The chopper skims low across Manila Bay. It's fringed with slums and, out in the bay, there are homes on stilts. "Even the sea is squatted," Monchet Olives, Gina's chief of staff, tells me. Soon, the skyscraper outline of downtown Manila disappears. We're above rice paddies; in the distance, there are mountains. Calauan comes into view - neat rows of single-storey housing, their tin roofs glinting. The whole complex houses about 6,000 families and there is room for many more.

On the streets, density is not a problem. The public space is deserted. There's a playground; there's a school with the name Oscar Lopez painted on the roof. The problem is - as Monchet concedes - there is no electricity, no running water and no prospect of ever getting any. And no jobs. "When it comes to electricity, we're between a rock and a hard place," he says. "Many of the new residents have never been used to paying bills, and the electricity company, to make the investment, needs an income stream that they just can't provide."
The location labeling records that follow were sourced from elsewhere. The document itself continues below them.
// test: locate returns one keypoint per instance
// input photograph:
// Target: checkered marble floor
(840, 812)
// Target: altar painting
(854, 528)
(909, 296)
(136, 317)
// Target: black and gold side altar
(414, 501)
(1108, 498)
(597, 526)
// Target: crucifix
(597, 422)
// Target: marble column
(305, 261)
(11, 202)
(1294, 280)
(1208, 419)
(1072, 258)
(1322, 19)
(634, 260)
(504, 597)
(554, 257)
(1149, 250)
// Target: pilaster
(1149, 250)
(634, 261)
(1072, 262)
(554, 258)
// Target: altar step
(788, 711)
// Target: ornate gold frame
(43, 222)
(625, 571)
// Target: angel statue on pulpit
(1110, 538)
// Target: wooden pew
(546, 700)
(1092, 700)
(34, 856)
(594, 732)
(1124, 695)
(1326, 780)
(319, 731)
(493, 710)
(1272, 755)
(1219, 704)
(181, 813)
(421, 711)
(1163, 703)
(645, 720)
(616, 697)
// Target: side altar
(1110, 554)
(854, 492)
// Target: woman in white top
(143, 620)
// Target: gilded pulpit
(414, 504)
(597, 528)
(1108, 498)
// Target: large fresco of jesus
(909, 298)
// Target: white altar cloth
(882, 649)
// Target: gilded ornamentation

I notice that we're being shadowed by two soldiers, in camouflage and with assault rifles, on motorbikes. "That's because of the New People's Army. Guerrilla activity is what made them abandon this place for ten years."
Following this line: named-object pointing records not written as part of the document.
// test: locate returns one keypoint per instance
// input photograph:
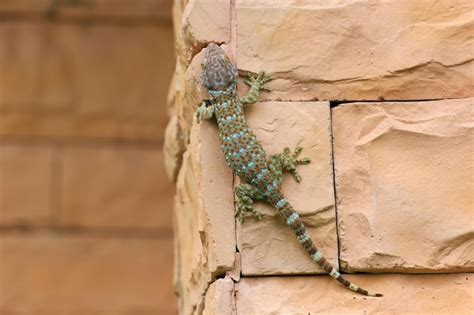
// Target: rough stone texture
(204, 218)
(115, 186)
(202, 21)
(404, 183)
(220, 297)
(173, 148)
(25, 185)
(62, 80)
(101, 9)
(403, 294)
(67, 274)
(359, 50)
(268, 246)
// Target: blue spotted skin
(245, 155)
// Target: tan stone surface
(202, 21)
(204, 218)
(25, 184)
(102, 9)
(404, 182)
(220, 298)
(115, 186)
(403, 294)
(268, 246)
(173, 148)
(84, 80)
(66, 274)
(359, 50)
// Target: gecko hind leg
(257, 83)
(287, 161)
(245, 195)
(204, 111)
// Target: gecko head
(218, 71)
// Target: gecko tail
(292, 219)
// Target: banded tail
(291, 218)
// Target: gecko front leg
(204, 111)
(286, 161)
(257, 83)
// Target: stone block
(359, 50)
(404, 185)
(115, 186)
(268, 246)
(203, 21)
(72, 274)
(26, 181)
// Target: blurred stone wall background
(85, 204)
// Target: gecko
(245, 156)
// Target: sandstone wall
(85, 203)
(381, 97)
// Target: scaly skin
(245, 156)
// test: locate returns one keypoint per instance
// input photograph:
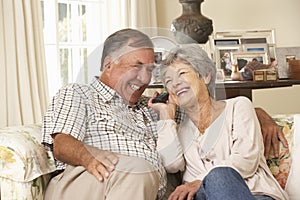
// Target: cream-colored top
(234, 139)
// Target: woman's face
(184, 84)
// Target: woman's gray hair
(194, 56)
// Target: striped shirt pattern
(96, 115)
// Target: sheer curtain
(23, 80)
(117, 14)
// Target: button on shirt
(97, 116)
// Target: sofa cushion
(293, 181)
(286, 168)
(22, 157)
(280, 167)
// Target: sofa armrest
(22, 157)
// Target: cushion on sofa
(22, 157)
(286, 168)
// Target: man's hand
(73, 152)
(271, 132)
(186, 191)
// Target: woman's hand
(165, 110)
(271, 132)
(186, 191)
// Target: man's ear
(106, 63)
(207, 78)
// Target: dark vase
(191, 26)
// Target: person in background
(219, 145)
(103, 135)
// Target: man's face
(131, 74)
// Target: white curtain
(120, 14)
(23, 80)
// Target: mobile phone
(161, 98)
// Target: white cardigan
(234, 139)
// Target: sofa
(25, 166)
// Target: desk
(229, 89)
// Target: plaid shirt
(97, 116)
Deep in the jungle? "No, just up there on the hill." Monchet waves his finger in the general direction of the landscape, which suddenly looks a lot like the treeline in the opening credits of Apocalypse Now.

Ruben Petrache was one of those who moved here from the Estero de Paco. He is in his fifties and has been seriously ill. His home is a spacious terraced hut. It has a tin roof, tinfoil in­sulation to keep the heat down, a pretty garden and a "mezzanine" arrangement that creates two bedrooms, such as you would see in a loft. Ruben's English is not so good, so Monchet translates: "What he's saying is that although the community is disrupted, he thinks it's better here. For him, at least. Once you get here, after a while, you realise that you'd become accustomed to conditions that were insanitary. You learn to move on, live in a new way."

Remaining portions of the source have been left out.